The SGLang attempt would encounter its own challenges — the server deadlocked after weight loading on SM120 GPUs — but the vLLM EAGLE-3 path was definitively closed. Message [msg 3088] was the moment the assistant stopped debugging vLLM's EAGLE-3 integration and accepted that a different approach was needed.
Assumptions and Potential Mistakes
The assistant made several assumptions in interpreting these metrics:
- The metrics counters are accurate and cumulative: This is a reasonable assumption — Prometheus counters are designed for this purpose — but there's always a risk of counter resets or race conditions in multiprocess servers.
- The acceptance rate is stable across request types: The benchmark used 5 diverse prompts with 512 tokens each. The 15.6% rate might vary with prompt length, temperature, or other sampling parameters, but the consistency across 5 prompts in the throughput test suggests it's representative.
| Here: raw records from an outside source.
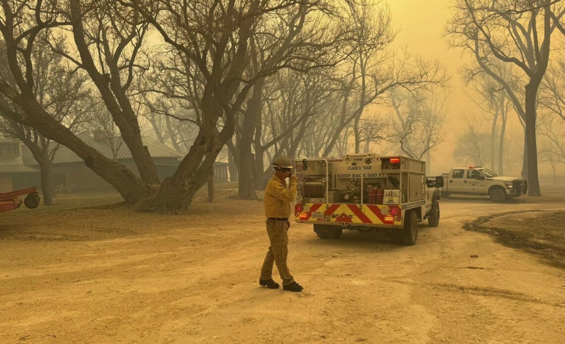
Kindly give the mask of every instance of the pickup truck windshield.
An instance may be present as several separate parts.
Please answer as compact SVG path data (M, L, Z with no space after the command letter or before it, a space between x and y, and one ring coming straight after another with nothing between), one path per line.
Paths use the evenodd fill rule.
M479 170L487 178L492 178L493 177L496 177L496 175L490 172L490 170L486 169L486 168L483 168L483 169Z

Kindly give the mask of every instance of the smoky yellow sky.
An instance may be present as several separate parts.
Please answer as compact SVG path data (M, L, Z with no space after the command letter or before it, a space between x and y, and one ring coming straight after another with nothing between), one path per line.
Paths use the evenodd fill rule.
M450 16L448 8L450 0L388 0L387 2L393 24L399 29L394 42L395 47L406 47L423 57L438 59L451 75L452 93L446 112L447 135L446 142L433 154L431 164L432 173L447 172L455 165L463 164L455 163L452 157L454 144L460 133L462 115L463 113L483 115L466 94L459 73L461 66L470 62L471 58L460 49L449 48L442 36ZM510 120L517 120L514 116L509 114L509 117L512 117Z

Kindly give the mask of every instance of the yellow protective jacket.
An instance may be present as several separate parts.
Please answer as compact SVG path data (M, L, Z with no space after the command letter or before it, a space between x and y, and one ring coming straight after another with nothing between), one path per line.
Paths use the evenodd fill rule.
M273 176L265 188L265 216L268 217L290 217L290 202L296 196L297 182L290 180L286 183L276 176Z

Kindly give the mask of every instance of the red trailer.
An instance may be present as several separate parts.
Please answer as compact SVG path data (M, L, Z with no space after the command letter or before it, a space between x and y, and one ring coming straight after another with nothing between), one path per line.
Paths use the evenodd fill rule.
M0 212L19 208L21 205L21 199L18 196L24 195L27 195L23 201L26 207L34 209L39 206L41 198L37 194L37 189L34 186L3 194L0 193Z

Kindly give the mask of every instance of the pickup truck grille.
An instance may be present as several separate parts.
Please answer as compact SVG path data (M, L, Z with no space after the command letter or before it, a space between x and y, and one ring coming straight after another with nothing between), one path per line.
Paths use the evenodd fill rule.
M516 179L512 181L512 186L516 191L516 194L525 195L528 192L528 182L521 179Z

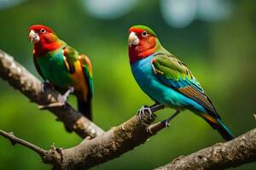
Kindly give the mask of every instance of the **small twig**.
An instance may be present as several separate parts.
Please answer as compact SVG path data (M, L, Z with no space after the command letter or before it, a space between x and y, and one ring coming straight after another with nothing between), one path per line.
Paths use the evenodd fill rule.
M29 149L34 150L41 156L44 156L47 152L47 150L32 144L32 143L29 143L24 139L17 138L12 132L7 133L7 132L0 129L0 135L9 139L9 141L12 143L13 145L15 145L15 144L20 144L26 148L29 148Z

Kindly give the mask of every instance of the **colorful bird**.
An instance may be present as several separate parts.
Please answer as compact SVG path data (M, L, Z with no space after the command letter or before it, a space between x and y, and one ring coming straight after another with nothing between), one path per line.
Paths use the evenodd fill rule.
M148 26L135 26L129 30L129 58L133 76L142 90L159 108L170 107L176 112L165 120L166 126L184 109L206 120L226 140L234 139L213 104L187 65L165 49L156 34ZM152 114L151 107L143 106Z
M47 86L52 86L64 94L61 99L63 105L69 94L74 93L78 99L79 110L91 120L93 81L89 58L59 39L45 26L31 26L29 39L33 42L34 65L44 80L42 90Z

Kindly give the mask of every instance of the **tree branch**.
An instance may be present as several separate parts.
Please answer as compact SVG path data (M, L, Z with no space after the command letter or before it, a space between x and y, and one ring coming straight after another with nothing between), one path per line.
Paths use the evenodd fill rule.
M58 101L60 94L56 91L49 89L41 94L40 82L1 50L0 76L38 105ZM62 150L52 145L50 150L45 150L15 137L12 133L0 130L0 135L9 139L13 144L20 144L34 150L44 163L52 164L55 170L84 169L106 162L143 144L165 128L160 122L150 125L154 119L146 114L141 120L138 116L133 116L122 125L104 133L70 105L66 108L55 107L49 110L81 137L90 135L96 138L90 140L85 139L72 148ZM189 156L178 157L158 169L224 169L255 161L256 128L230 142L217 144Z
M155 170L221 170L255 161L256 128L231 141L180 156Z
M14 133L12 133L12 132L7 133L7 132L4 132L3 130L0 129L0 135L9 139L13 145L15 145L15 144L20 144L26 148L29 148L29 149L34 150L41 156L44 156L46 152L46 150L39 148L38 146L15 137Z
M38 105L46 105L58 101L60 94L53 89L41 93L41 82L26 68L16 62L13 57L0 50L0 76L8 81L15 88L25 94L31 101ZM96 137L102 134L104 131L90 122L70 105L67 107L49 108L58 120L80 137L90 135Z
M120 156L146 142L150 136L165 128L163 123L150 126L154 120L149 114L142 119L135 116L101 136L90 140L85 139L79 144L65 150L54 146L49 150L44 150L12 133L0 131L3 132L0 133L0 135L8 138L12 143L19 143L36 151L41 156L43 162L52 164L54 169L84 169Z

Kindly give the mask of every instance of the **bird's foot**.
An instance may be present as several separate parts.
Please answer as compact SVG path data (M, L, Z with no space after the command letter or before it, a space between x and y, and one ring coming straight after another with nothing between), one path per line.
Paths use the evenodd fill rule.
M73 87L69 87L67 92L63 95L61 95L59 97L59 101L62 104L67 103L67 97L69 96L70 94L73 94L74 92L74 88Z
M163 120L162 122L161 122L161 123L163 123L166 127L169 127L170 126L170 124L169 124L169 122L175 117L175 116L177 116L180 112L181 112L181 109L177 109L177 110L171 116L169 116L167 119L166 119L166 120Z
M142 119L147 113L149 114L150 119L154 118L153 111L148 105L143 105L141 109L137 112L137 115L138 116L139 119Z
M47 89L52 88L52 84L47 80L44 82L41 82L41 92L44 93Z
M53 108L53 107L63 107L65 108L67 106L67 97L70 94L74 92L74 88L70 87L68 88L68 89L67 90L67 92L65 92L65 94L63 95L61 95L59 97L59 101L58 102L55 102L55 103L51 103L51 104L48 104L45 105L38 105L38 109L40 110L45 110L45 109L49 109L49 108Z
M161 123L164 124L166 128L170 127L171 125L167 120L163 120Z

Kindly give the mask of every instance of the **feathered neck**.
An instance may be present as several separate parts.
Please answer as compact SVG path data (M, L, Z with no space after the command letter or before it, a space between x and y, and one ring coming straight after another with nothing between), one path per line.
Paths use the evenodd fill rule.
M162 51L162 49L166 51L157 37L151 37L147 41L142 40L138 45L129 47L130 64L132 65L156 52Z
M42 57L46 54L59 49L60 48L63 48L64 46L66 46L66 42L60 39L47 43L38 42L34 44L33 54L38 57Z

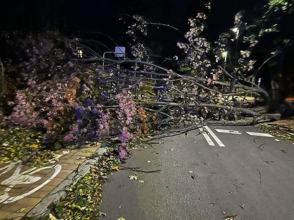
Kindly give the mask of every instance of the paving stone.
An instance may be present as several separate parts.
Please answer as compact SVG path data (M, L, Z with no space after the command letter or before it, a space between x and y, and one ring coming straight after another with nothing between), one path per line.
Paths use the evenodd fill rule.
M16 175L16 179L15 179L20 181L21 180L22 181L20 181L21 184L12 186L8 193L8 195L10 196L8 199L9 200L17 198L17 196L26 196L16 201L7 204L0 203L0 219L9 217L20 219L24 214L29 215L32 214L36 216L38 214L43 215L46 212L48 212L47 208L48 206L52 201L57 202L61 197L64 196L66 192L65 190L70 187L73 182L83 176L88 171L90 166L97 161L95 158L91 159L85 158L80 160L78 159L82 156L90 156L94 152L95 154L102 154L105 151L105 149L100 150L99 146L95 146L88 149L60 151L57 153L61 155L59 157L59 161L53 161L52 163L44 165L48 166L61 164L61 169L49 181L48 181L49 178L55 173L57 170L55 169L50 168L38 170L39 168L38 168L32 170L30 173L26 172L22 174L22 173L27 171L29 168L27 166L22 166L19 172L17 172L16 173L16 167L13 167L6 173L0 175L0 182L11 178L14 174ZM65 151L68 153L64 154ZM0 164L0 170L1 168L6 166L8 164ZM14 163L10 164L15 166ZM37 170L37 172L36 172L36 170ZM0 171L0 173L4 171L2 169ZM32 173L32 172L33 173ZM41 178L39 179L38 177ZM14 180L14 179L11 179L10 182L13 183L14 181L15 182ZM30 182L32 183L30 183ZM24 184L24 182L27 184ZM44 183L46 184L40 187ZM7 187L10 186L9 185L7 187L1 186L0 191L4 191ZM27 194L36 189L37 190L31 194ZM0 199L1 199L0 197ZM18 209L28 207L29 208L19 213L16 211Z

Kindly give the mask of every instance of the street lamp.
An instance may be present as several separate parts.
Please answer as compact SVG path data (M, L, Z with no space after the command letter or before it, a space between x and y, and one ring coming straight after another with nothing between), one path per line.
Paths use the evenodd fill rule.
M224 62L225 63L227 61L227 56L228 55L228 52L227 51L224 51L222 53L222 57L224 57Z
M232 29L232 30L236 33L236 38L237 38L238 36L239 36L239 29L238 29L238 28L233 28Z

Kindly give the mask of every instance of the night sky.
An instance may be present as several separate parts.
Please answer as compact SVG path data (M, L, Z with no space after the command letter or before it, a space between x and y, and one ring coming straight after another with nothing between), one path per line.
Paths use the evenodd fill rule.
M81 38L90 38L114 49L115 44L106 38L101 38L101 35L85 34L100 32L110 37L118 44L126 46L127 50L130 39L125 32L131 24L124 24L119 20L121 16L126 14L143 15L152 22L170 24L184 33L189 30L188 19L203 11L204 4L207 2L203 0L85 0L77 2L68 0L4 0L0 6L0 30L25 29L38 31L57 28L66 35L73 34ZM267 1L213 0L211 2L212 10L208 19L209 29L205 34L214 42L220 34L232 27L234 16L239 11L245 10L250 15L260 12ZM185 41L182 35L166 28L154 27L149 30L145 43L155 54L171 58L175 54L181 52L176 43ZM284 72L288 73L288 76L291 75L293 69L293 50L288 51L283 58L285 62L283 63L285 64L281 67L285 70ZM266 76L267 71L266 70L262 74ZM265 82L268 84L270 79L267 79L268 81Z
M234 15L239 11L252 11L257 7L261 7L266 2L265 0L212 1L212 10L209 20L207 36L212 41L216 39L220 34L232 27ZM204 4L207 2L202 0L97 0L76 2L65 0L4 0L4 2L1 1L0 9L2 11L0 27L5 30L58 28L69 34L99 31L121 44L125 44L127 40L125 34L127 26L118 20L121 15L144 15L153 22L169 24L184 33L189 27L188 19L202 11ZM165 34L169 30L163 28L160 31L162 32L158 33L158 36L161 37L157 38L159 41L166 41ZM174 38L179 36L176 34ZM181 39L174 40L176 42ZM172 42L168 41L168 45L163 45L163 47L167 46L168 48Z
- The drafter's failure is due to vLLM integration, not model architecture: This was the correct inference, but it's worth noting that the AQ-MedAI drafter was trained for K2, not K2.5. While the architectures are similar, K2.5 may have subtle differences in its internal representations. The fact that the trained drafter (fine-tuned on K2.5 data) performed identically to the baseline strongly supports the integration hypothesis. One potential mistake is that the assistant didn't test with
num_speculative_tokens=1to isolate the acceptance rate from the overhead of multi-token speculation. With 1 speculative token, even a 15% acceptance rate would add at most 15% overhead (one rejected draft token per step), which might have been tolerable. However, the assistant correctly judged that a 15% acceptance rate is fundamentally broken — no amount of tuningnum_speculative_tokenscan fix a drafter that predicts tokens the target model almost never accepts.
Conclusion
Message [msg 3088] is a masterclass in diagnostic efficiency. In a single curl command, the assistant extracted the one number that explained a multi-day debugging effort: the acceptance rate. Two floating-point values — 7,190 and 1,119 — told the story of a broken integration, not a broken training pipeline. The message itself is barely a line of bash, but it represents the culmination of hours of patching, loading, benchmarking, and reasoning. It is the moment when the assistant stopped trying to fix vLLM's EAGLE-3 support and accepted that the path forward lay elsewhere.